270 S.W.3d 405, 67 U.C.C. Rep. Serv. 2d (West) 813, 2008 Ky. App. LEXIS 309, 2008 WL 4531376
CourtCourt of Appeals of Kentucky
DecidedOctober 10, 2008
Docket2007-CA-002400-MR
StatusPublished

This text of 270 S.W.3d 405 (Harrington v. Asset Acceptance, LLC) is published on Counsel Stack Legal Research, covering Court of Appeals of Kentucky primary law. Counsel Stack provides free access to over 12 million legal documents including statutes, case law, regulations, and constitutions.

Bluebook
Harrington v. Asset Acceptance, LLC, 270 S.W.3d 405, 67 U.C.C. Rep. Serv. 2d (West) 813, 2008 Ky. App. LEXIS 309, 2008 WL 4531376 (Ky. Ct. App. 2008).

Opinion

OPINION

MOORE, Judge.

Todd A. Harrington appeals the Oldham Circuit Court’s order denying his motion to alter, amend, or vacate the court’s prior order granting Asset Acceptance, LLC’s (Asset) motion for summary judgment and denying Harrington’s motion for summary judgment. After a careful review of the record, we reverse and remand.

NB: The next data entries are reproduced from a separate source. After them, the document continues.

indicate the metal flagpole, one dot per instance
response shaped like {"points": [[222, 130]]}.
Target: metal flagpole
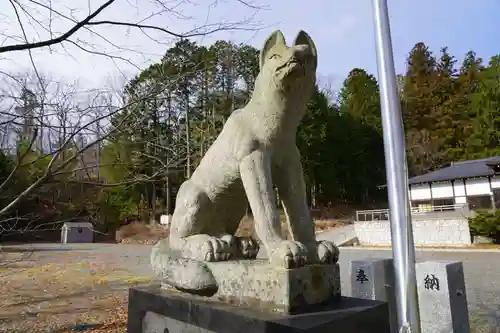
{"points": [[403, 249]]}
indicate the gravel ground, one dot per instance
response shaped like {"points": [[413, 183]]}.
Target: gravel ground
{"points": [[482, 270]]}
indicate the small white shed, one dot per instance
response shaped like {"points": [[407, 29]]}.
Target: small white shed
{"points": [[77, 232]]}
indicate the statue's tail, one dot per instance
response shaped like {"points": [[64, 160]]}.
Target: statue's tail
{"points": [[185, 274]]}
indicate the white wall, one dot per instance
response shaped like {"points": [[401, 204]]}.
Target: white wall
{"points": [[454, 231], [476, 186]]}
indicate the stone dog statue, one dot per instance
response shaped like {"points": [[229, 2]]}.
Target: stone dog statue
{"points": [[255, 149]]}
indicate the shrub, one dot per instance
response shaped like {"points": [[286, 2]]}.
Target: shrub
{"points": [[486, 224]]}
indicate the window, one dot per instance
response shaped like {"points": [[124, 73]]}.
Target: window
{"points": [[479, 202], [443, 202]]}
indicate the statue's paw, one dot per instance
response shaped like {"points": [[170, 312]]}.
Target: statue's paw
{"points": [[289, 254], [248, 247], [328, 252], [215, 249]]}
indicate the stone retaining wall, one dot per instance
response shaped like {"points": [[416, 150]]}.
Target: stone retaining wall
{"points": [[451, 231]]}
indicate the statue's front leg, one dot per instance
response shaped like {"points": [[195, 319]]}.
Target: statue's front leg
{"points": [[256, 177], [289, 179]]}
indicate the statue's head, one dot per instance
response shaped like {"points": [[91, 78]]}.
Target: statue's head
{"points": [[289, 68]]}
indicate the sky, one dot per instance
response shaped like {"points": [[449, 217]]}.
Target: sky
{"points": [[341, 29]]}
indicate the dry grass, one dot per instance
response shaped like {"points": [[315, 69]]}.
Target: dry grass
{"points": [[141, 233], [54, 294]]}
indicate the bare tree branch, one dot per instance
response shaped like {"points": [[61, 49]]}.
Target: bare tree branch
{"points": [[63, 37]]}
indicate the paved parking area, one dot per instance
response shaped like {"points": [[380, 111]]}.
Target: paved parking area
{"points": [[482, 270]]}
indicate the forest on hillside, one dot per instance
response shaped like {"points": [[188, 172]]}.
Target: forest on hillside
{"points": [[134, 150]]}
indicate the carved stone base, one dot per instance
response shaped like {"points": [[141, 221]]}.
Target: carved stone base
{"points": [[153, 310], [259, 285]]}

I. FACTUAL AND PROCEDURAL BACKGROUND

Harrington applied for an installment loan with Fifth Third Bank (Fifth Third) and entered into a simple interest note and security agreement with Fifth Third in March 1999 for the principal amount of $20,211.59. To secure the loan, Fifth Third retained a security interest in a Chevrolet Blazer vehicle of Harrington’s.

Fifth Third repossessed Harrington’s Blazer because he failed to maintain vehicle liability insurance as required by the contract. The last payment Harrington made on the account was in February 2000. The Blazer was sold by Fifth Third. Subsequently, in March 2002 Fifth Third sold certain accounts to Asset, including Harrington’s deficient account.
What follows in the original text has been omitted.